Tiffany Haddish, J.Lo, Tarana J. Burke Land List of 100 Most Influential People
Tiffany Haddish, J.Lo, Tarana J. Burke and more of our favorites have landed TIME’s 100 list of most influential people. Kevin Hart talks about Haddish, sharing how he met her on the comedy scene 13 years ago:
She was young, raw and funny, almost like she didn’t have a care in the world. But when I noticed her car was packed to the brim with her belongings. I asked her if everything was O.K. That’s when I found out she was homeless and living in that car.
Hart gave her $300—”it was all I had with me”—and handed it to her.

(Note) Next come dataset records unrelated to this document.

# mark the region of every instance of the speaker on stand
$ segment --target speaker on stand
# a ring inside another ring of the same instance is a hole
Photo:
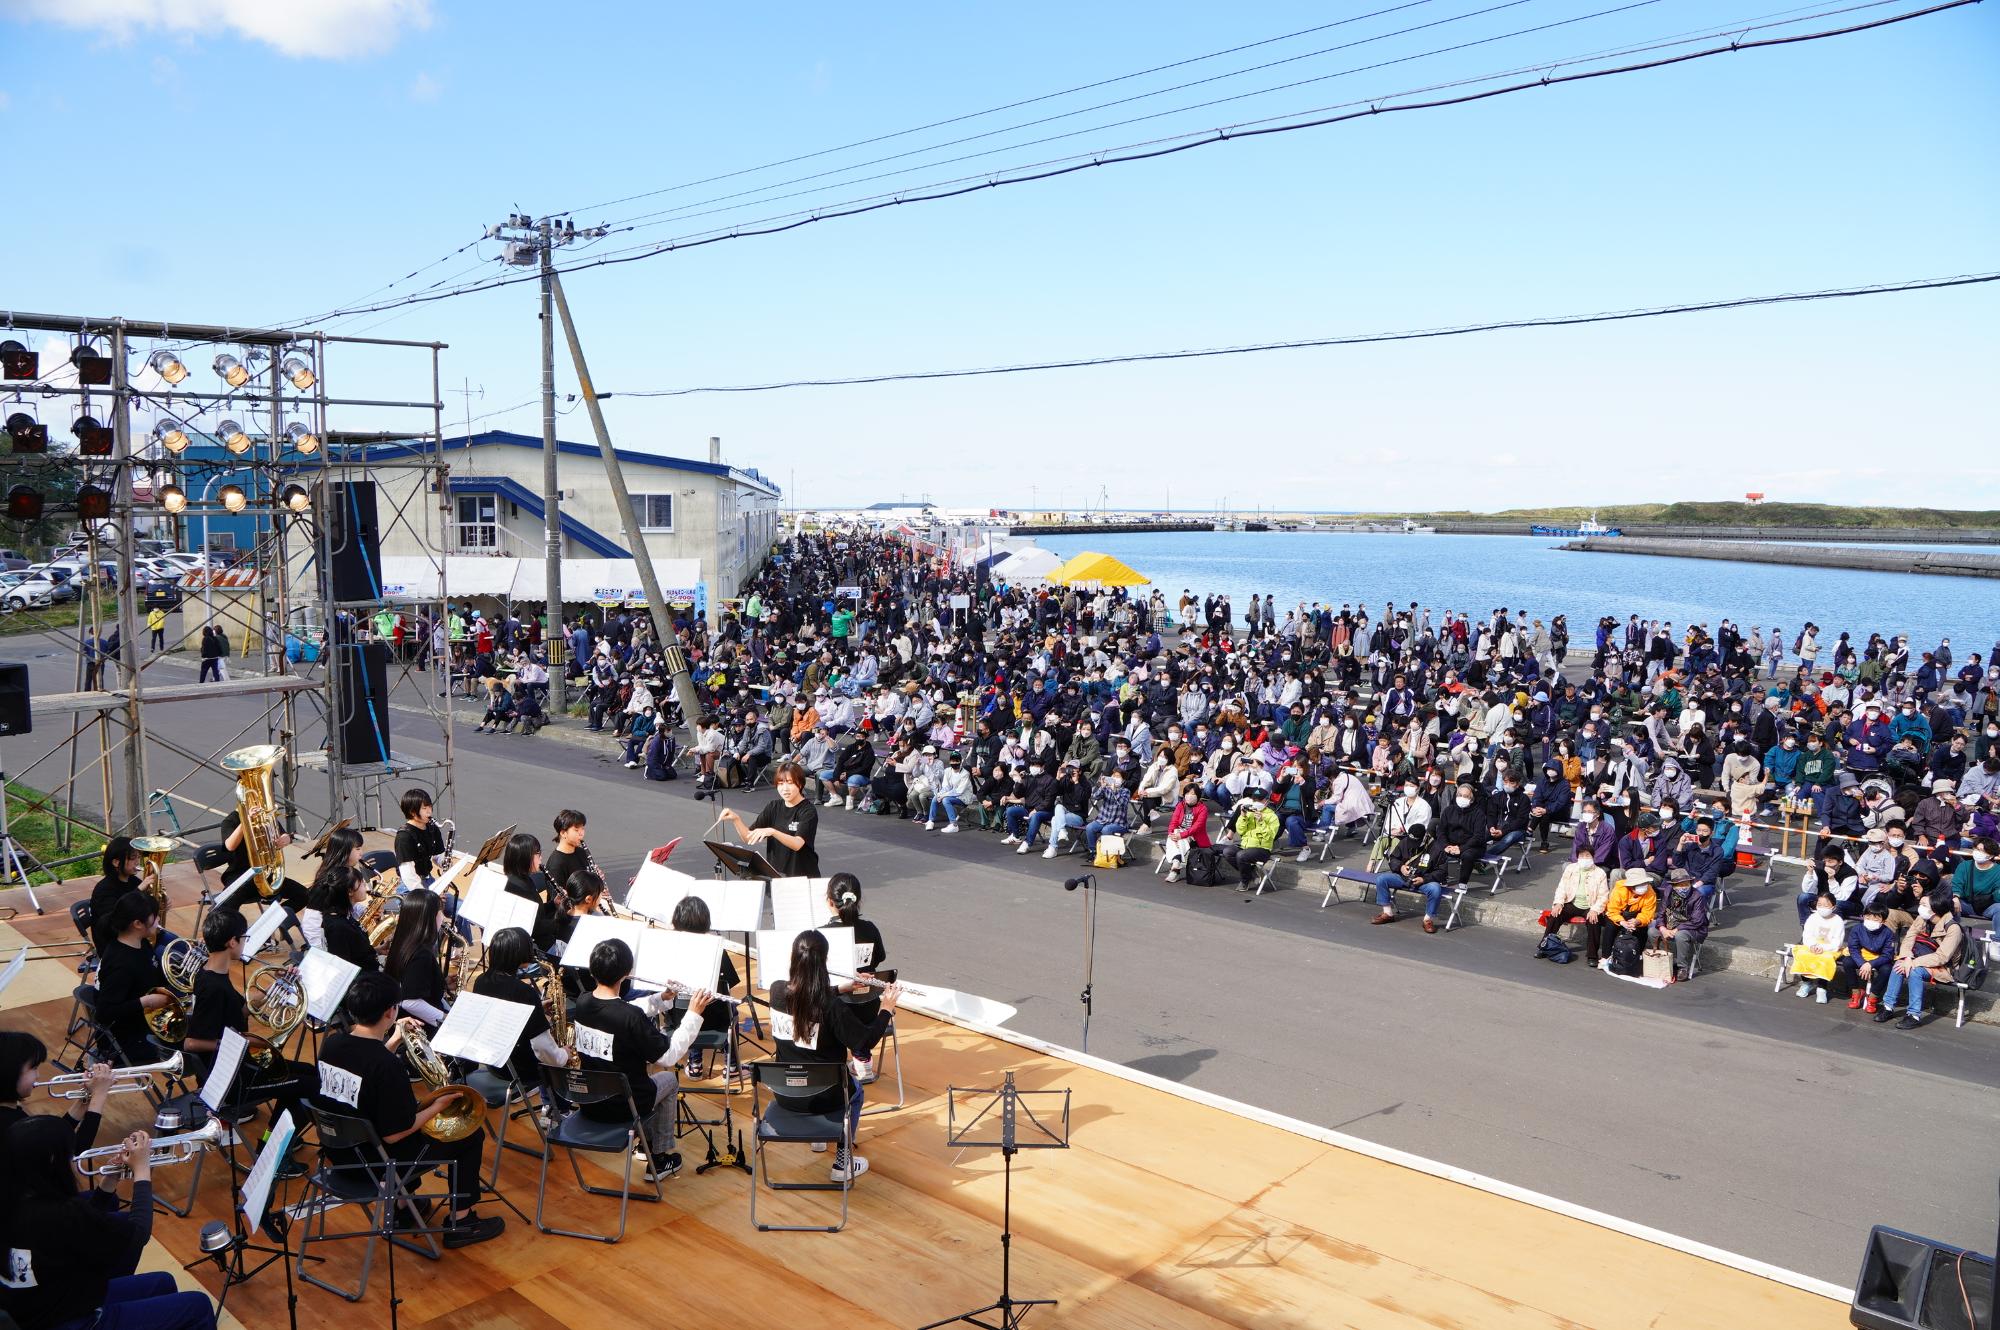
[[[334,752],[349,765],[389,760],[389,647],[385,642],[335,642]]]
[[[382,599],[382,537],[377,526],[375,482],[337,480],[326,516],[327,599],[342,603]]]
[[[1847,1319],[1861,1330],[1995,1330],[1993,1258],[1877,1224]]]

Now Tiffany is bringing a whole new level of fresh to the comedy scene. She’s just so authentic and unfiltered. You never know what’s going to come out of her mouth. And you can tell she’s having fun—she’s seen a time when things couldn’t get any worse, and she’s giving it all she has.
Kerry Washington discussed J.Lo for the issue stating,
I used to watch Jennifer Lopez from the wings. Several of us girls would hide in the folds of the curtains at the Boys & Girls Club to watch her perform. We were in awe of our neighborhood role model and phenom. When Jennifer left the Bronx to pursue her dreams, I would rush to finish my homework on Sunday to watch her on In Living Color. She made me believe that you could come from where we came from and achieve whatever you imagine is possible.
Lopez became the first Latina actor to earn over $1 million for a film and the first woman to have a No. 1 album and a No. 1 movie in the same week. Adds Washington:
But she’s also a mother, an entrepreneur, an activist, a designer, a beauty icon, a philanthropist and a producer. She is an undeniable force and a powerful example—not just for women of color but for anyone who has been made to feel ‘other’ and for everyone who carries the burden and the privilege of being a first.
Gabrielle Union discusses Tarana’s influence explaining that when she first met Tarana, who founded the #metoo movement in 2006, she found
a kindred spirit, somebody else who’s been screaming into the hurricane. Somebody else who’s been advocating for survivors of rape and sexual assault, and specifically young black women, whose voices have been silenced at best and completely erased from the national dialogue at worst.
When you’ve been sidelined for so long, it’s exhilarating to know that such a powerful voice is finally breaking through. Tarana will continue to do this work, but the stage will be bigger and the microphone turned all the way up. She will inspire legislation and new crops of voters. She will sway old voters. She will open eyes. She’s not even going to bring more seats to the table—she’s going to turn the table over and build a new one.